I am in the thick of the growing pains right now. They hurt and keep me awake some nights. They paralyze me with fear and send me in a downward spiral of nostalgia.

Then I am gently reminded of the truth. They are not mine. They don’t belong to me. They belong to God and He has just entrusted me to look after them here on Earth and guide them towards the truth. Keeping them little while that sounds wonderful, does nothing. They are meant to grow. They have a purpose and a calling and it’s my duty as their mother to help nurture and encourage that growth so they can become the people they were created to be. Knowing that makes days like today a little easier. Takes the pain away for a while.

So I will choose to be in the present moments with each of them. I will revel in the joyful moments as well as the hard ones. I will teach them truth. I will teach them love by showing them unconditionally; and loving them well– even when it’s hard. I will teach them joy. I will display peace and practice patience. I will teach them to be kind to others as well as to themselves. I will be gentle with them. I will lead by example in my faithfulness to God, my husband and to them so they in turn can be faithful people. I will teach them to be thankful and we together will count our blessings. Lastly I will teach them to be creatures of self-control. They will know how and when to say, “NO”, but more importantly they will be in control of  their words and actions.

Morning Tea

I had just put the baby down for his morning nap and my daughter and I had a little bit of time before she had to be at school. My daughter asked if we could have a tea party.

We went into her room and we had a pretend tea party. We then decided we needed real tea and rice cakes (her new favorite snack). As I reached into the cabinet to get the coffee mugs I saw two mugs that were packed full of memories.

When I was a little girl I spent a lot of time with my grandparents because I loved being there. We played, we rode horses, we played in hay bails, we rode in semi trucks and roamed pastures for hours.

Those memories are wonderful- but the most wonderful memories happened in the mornings. My grandma is an avid coffee drinker (must be genetic). She would sit in front of the mirror in her robe with curlers in her hair and sipped her coffee as she put on her makeup.
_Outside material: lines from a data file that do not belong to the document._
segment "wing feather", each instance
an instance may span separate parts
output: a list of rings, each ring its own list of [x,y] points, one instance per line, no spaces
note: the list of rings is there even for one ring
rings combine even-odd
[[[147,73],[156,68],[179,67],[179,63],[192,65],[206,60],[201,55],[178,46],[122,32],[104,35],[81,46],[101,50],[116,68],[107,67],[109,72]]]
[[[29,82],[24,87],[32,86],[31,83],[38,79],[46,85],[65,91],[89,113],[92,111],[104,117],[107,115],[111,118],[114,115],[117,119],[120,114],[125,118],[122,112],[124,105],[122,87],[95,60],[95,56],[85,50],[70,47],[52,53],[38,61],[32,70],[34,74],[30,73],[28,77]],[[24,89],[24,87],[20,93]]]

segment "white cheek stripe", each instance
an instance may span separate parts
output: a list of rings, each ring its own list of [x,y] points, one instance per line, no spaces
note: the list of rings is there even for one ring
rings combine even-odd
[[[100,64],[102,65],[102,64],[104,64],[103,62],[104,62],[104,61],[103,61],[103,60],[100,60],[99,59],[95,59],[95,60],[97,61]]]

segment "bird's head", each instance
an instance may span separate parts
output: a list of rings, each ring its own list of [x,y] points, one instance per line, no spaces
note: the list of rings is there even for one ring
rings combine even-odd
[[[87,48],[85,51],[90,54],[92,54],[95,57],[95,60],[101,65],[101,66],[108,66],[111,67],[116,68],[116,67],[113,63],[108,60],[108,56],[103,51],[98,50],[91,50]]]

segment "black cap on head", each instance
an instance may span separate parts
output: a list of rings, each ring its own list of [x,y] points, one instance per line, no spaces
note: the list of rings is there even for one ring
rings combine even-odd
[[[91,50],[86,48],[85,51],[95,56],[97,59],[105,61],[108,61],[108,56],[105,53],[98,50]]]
I would sit next to her and watch her as I sipped my coffee from a cup that matched hers. They were sweet moments I cherish to this day.

As a kid we would always joke about how long it took grandma to get ready in the morning but I always admired and loved how she eased into her day. She never rushed. She took time to pamper herself and to make herself feel important. I rarely do that. I feel as though I am rushed from the moment I open my eyes to the second I close them at night.

As I sat there in my jammies and had a tea party with my little love I realized I am “missing it.” I am missing life because I am so often rushed from one thing to the next. I miss out on the things happening in front of me. Had I not taken a moment to slow down and just sit with my daughter for a tea party I would have missed a wonderful conversation with her. I would have missed out on creating moments for her and I to cherish with those same mugs my grandma and I used.

I could continue to live this rushed lifestyle of bouncing from one thing to the other and miss out on life. Or I could be like my grandma and take things slowly. I could sip my coffee rather than drink cup after cup just as quickly as I pour it.

For today I will choose to sip my coffee and embrace the day because I don’t want to spend another day “missing it.”